混合診療をめぐる裁判で原告・患者側が逆転敗訴 東京高裁

 混合診療を受けると医療費全体に保険が適用されないのは違法として、がん患者の男性が国を相手取り保険給付を求めた訴訟の控訴審判決が9月29日、東京高裁であった。大谷禎男裁判長は「法律上、混合診療は原則として禁止されている」として、男性の受給権を認めた一審判決を取り消し、原告側逆転敗訴を言い渡した。原告の団体職員・清郷伸人さん(62)は上告する意向。長妻昭厚労相は同日、「判決の具体的内容を十分把握したものではありませんが、国のこれまでの主張が認められたものと考えております」との認識を示した。

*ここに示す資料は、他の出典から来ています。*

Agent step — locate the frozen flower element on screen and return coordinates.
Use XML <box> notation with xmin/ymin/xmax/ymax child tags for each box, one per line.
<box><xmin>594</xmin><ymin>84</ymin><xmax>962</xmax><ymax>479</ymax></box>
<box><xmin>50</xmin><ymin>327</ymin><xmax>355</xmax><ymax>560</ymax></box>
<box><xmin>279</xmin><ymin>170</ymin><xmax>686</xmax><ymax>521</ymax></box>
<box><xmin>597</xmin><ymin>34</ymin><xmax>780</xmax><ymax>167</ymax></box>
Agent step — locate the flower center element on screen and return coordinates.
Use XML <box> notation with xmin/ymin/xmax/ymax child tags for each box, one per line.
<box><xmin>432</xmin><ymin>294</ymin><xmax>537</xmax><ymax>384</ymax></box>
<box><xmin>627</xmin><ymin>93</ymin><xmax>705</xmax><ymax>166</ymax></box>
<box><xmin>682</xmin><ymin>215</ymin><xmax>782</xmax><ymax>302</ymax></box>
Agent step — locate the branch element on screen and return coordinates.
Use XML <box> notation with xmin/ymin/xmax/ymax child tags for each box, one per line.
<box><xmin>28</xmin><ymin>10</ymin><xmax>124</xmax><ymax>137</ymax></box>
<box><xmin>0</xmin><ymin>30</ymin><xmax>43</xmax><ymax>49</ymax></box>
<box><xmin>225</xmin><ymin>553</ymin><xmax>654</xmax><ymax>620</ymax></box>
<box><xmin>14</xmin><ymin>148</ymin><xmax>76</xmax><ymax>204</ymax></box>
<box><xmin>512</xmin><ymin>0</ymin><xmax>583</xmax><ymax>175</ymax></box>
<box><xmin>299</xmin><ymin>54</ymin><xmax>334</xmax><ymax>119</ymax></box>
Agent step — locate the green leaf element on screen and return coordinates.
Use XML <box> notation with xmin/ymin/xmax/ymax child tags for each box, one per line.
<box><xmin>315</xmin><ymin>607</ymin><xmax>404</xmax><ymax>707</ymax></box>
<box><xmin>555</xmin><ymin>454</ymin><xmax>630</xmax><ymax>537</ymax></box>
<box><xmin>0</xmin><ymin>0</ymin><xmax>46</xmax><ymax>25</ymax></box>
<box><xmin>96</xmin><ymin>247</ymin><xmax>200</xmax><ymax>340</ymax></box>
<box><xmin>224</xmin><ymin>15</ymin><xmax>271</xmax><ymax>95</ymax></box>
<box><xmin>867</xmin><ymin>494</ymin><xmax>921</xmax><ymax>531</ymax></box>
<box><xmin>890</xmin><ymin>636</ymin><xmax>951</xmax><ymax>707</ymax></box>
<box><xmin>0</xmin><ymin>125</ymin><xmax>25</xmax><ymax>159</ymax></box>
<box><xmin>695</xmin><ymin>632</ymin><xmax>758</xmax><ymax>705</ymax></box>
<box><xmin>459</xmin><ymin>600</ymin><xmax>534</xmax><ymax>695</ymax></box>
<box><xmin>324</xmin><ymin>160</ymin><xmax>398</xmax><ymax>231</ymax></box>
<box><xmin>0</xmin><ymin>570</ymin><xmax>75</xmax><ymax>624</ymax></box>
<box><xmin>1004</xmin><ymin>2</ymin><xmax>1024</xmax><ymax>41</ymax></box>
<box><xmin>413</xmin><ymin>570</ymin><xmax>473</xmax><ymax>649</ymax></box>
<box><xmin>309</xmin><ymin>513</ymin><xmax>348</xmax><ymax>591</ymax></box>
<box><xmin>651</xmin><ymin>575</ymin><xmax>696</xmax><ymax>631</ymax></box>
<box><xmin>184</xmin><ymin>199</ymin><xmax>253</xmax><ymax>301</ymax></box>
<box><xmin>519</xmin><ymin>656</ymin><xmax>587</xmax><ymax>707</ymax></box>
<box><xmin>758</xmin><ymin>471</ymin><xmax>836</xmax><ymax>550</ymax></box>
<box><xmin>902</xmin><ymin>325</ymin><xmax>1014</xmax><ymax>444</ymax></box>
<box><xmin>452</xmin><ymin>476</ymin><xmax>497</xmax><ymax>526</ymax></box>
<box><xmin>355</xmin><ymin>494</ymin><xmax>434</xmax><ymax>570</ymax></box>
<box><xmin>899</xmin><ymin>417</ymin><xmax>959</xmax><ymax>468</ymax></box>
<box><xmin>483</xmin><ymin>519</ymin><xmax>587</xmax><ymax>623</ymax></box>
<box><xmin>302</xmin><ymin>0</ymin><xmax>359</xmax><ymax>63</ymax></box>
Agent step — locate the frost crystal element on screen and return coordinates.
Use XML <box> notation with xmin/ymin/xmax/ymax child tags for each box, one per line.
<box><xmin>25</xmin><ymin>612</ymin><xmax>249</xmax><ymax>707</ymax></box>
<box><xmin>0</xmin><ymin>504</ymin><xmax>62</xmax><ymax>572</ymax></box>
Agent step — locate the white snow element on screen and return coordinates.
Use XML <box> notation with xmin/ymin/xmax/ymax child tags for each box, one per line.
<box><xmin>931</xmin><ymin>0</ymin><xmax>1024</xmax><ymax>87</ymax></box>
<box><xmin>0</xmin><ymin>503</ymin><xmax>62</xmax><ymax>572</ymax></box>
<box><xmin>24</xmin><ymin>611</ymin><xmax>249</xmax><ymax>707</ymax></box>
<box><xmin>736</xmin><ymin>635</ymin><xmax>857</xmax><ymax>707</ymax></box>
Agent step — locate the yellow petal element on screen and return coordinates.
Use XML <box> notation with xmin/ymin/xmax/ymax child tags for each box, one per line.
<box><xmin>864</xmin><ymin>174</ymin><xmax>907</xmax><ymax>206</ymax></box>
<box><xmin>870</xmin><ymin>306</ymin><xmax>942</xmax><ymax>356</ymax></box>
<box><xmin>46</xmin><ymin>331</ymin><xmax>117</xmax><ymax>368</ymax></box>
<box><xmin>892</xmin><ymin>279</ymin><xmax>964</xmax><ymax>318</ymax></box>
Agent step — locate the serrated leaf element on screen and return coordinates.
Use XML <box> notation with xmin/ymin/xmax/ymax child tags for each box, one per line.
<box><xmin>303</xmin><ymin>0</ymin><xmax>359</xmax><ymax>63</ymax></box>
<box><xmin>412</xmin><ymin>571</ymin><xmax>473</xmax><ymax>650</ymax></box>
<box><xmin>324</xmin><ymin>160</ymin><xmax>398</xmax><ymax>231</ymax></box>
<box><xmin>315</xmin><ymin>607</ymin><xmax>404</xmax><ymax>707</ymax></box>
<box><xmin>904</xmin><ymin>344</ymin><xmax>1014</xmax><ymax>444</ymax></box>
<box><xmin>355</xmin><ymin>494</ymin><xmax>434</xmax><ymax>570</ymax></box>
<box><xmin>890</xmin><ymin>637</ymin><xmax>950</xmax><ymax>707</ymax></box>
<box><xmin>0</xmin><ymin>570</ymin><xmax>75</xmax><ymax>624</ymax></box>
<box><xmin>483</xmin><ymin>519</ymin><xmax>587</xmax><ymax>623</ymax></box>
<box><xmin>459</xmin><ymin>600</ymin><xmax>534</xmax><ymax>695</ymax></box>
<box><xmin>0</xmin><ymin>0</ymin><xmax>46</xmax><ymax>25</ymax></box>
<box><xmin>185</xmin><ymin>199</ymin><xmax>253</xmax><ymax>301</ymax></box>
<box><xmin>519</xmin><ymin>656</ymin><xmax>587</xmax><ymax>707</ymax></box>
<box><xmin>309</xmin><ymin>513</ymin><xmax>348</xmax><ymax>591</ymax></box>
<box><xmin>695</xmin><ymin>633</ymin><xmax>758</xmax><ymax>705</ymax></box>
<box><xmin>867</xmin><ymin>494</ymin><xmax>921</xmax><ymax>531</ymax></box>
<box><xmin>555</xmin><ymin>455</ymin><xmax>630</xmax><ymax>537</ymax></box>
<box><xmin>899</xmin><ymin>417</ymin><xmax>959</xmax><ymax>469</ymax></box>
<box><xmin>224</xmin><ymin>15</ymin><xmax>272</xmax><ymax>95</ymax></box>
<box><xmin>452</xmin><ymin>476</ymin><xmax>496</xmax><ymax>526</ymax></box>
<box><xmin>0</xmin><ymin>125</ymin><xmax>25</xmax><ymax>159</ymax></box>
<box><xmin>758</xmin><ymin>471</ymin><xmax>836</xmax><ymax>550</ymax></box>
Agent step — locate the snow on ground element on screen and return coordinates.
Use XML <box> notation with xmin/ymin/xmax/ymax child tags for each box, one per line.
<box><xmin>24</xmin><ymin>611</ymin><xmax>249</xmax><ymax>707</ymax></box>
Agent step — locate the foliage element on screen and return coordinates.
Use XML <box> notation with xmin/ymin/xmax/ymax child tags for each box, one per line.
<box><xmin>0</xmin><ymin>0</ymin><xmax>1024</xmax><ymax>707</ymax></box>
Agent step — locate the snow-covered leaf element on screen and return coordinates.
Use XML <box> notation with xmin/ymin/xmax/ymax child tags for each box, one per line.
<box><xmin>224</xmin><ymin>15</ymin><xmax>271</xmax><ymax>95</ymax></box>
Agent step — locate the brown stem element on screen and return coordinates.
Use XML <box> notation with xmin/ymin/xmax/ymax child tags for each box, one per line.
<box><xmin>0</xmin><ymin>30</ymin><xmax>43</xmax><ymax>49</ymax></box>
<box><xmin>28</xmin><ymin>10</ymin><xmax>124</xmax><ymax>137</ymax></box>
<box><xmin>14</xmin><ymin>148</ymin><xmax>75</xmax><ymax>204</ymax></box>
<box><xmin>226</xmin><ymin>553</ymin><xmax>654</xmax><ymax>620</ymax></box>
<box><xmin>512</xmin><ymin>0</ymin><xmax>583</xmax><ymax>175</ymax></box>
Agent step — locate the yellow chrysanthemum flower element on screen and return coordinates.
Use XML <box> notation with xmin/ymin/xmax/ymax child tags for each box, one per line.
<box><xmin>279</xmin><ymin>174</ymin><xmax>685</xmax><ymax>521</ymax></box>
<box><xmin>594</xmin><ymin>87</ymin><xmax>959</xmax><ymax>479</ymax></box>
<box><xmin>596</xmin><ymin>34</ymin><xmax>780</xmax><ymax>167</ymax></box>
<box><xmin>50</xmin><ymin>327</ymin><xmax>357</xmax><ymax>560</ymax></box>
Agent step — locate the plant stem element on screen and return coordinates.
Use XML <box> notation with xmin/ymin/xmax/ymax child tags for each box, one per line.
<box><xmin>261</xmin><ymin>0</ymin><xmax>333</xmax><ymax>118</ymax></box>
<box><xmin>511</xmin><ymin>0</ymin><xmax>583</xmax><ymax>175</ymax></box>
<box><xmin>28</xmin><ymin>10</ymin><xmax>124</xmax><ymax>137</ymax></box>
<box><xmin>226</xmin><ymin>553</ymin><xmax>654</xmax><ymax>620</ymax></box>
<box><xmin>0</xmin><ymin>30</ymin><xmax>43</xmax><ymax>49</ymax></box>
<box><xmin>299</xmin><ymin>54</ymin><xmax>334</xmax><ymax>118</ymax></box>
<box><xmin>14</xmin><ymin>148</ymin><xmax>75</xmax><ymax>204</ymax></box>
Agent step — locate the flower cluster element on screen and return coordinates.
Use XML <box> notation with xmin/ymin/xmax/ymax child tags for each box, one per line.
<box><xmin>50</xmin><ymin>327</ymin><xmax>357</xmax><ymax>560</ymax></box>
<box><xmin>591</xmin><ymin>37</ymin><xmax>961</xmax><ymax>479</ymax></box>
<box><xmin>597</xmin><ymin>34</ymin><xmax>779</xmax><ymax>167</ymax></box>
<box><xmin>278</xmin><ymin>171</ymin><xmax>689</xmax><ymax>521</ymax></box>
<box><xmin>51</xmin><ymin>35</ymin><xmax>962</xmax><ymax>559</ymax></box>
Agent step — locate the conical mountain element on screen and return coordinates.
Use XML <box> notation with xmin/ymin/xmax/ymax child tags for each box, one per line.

出産育児一時金の直接払い、半年間猶予 長妻厚生労働相

 長妻昭厚生労働大臣は9月29日、出産育児一時金の直接支払制度の今月からの導入について、直ちに対応が困難な分娩機関に対し半年間実施を猶予すると発表した。同制度では一時金の分娩機関への入金が2カ月以上かかる可能性があり、制度導入初期の収支悪化が懸念される小規模の分娩機関が制度運用の見直しを求めていた。同省保険局総務課企画調査係によると、「申請方法などの細部については現在検討している段階」だという。